Vreemde formulering: als ze mogelijk zijn, dan zijn ze er. Het respecteren van “niet gewenst” is juist en hopelijk wordt geen zogenaamd mogelijke hulpvorm opgedrongen. 

  1. De arts van de oudere heeft de levenseindebegeleider ingelicht over de medische situatie van de oudere en deze informatie wordt betrokken bij de gesprekken en de afweging.

Wat betekent “afweging”? Maakt de levenseindebegeleider een afweging en beslist die over het al dan niet toekennen van het euthanasieverzoek? Het gaat om zelfbeschikking en daarbij mag geen sprake zijn van een betuttelende afweging door anderen. In de toelichting staat: Aan het einde van dit proces, nadat de oudere en de levenseindebegeleider tot een gezamenlijk besluit zijn gekomen rond de stervenswens en is voldaan aan alle zorgvuldigheidseisen… etc.”. Gezamenlijk? Wie besluit uiteindelijk? Stel de levenseindebegeleider besluit geen euthanasie en de oudere die niet voor niets euthanasie vraagt, wil dat wel? Dan gaat de euthanasie niet door en is er geen zelfbeschikking.

  1. De levenseindebegeleider moet uitleggen hoe hulp bij zelfdoding volgens deze wet werkt.

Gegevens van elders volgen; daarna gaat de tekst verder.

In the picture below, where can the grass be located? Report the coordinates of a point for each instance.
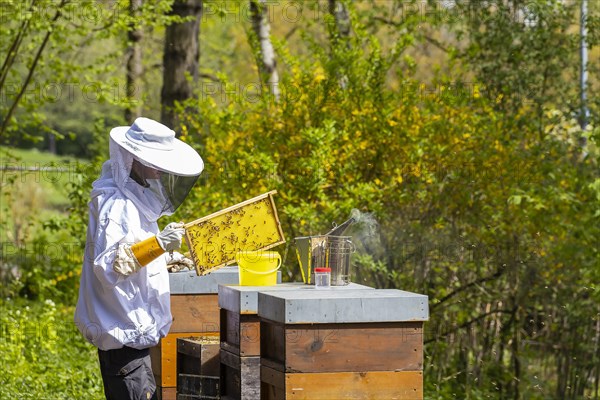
(48, 357)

Niet alleen de wet moet worden toegelicht, maar ook het toedieningsproces en het stervensproces. 

  1. De oudere is 75 jaar of ouder.

Het is logischer uit te gaan van de volwassen leeftijd van 18 jaar. Immers: dan mag je stemmen, auto rijden, alcohol drinken, een huis kopen, een gezin stichten, etc. en dus ook beschikken over je sterven.

  1. De oudere is Nederlander (of woont hier al minimaal 2 jaar legaal).

Is dit een eis om euthanasietoerisme te voorkomen (zoals nu naar Zwitserland)? Waarom vallen illegalen buiten de boot?

          10. De oudere spreekt ook met een onafhankelijke levenseindebegeleider die ook kijkt of iemand voldoet aan de zorgvuldigheidseisen. Deze onafhankelijke levenseindebegeleider adviseert de eerdere levenseindebegeleider hierover.

De rol van de tweede levenseindebegeleider is onduidelijk. Wat valt er voor de tweede levenseindebegeleider te controleren, nadat de onafhankelijke en professionele eerste levenseindebegeleider de objectieve eisen 2 t/m 9 heeft vastgesteld? Hoe lang duurt dat controletraject?

Graag bedanken wij Prof. Dr. Y. Poortinga voor het bestuderen van de WVL en voor zijn commentaar.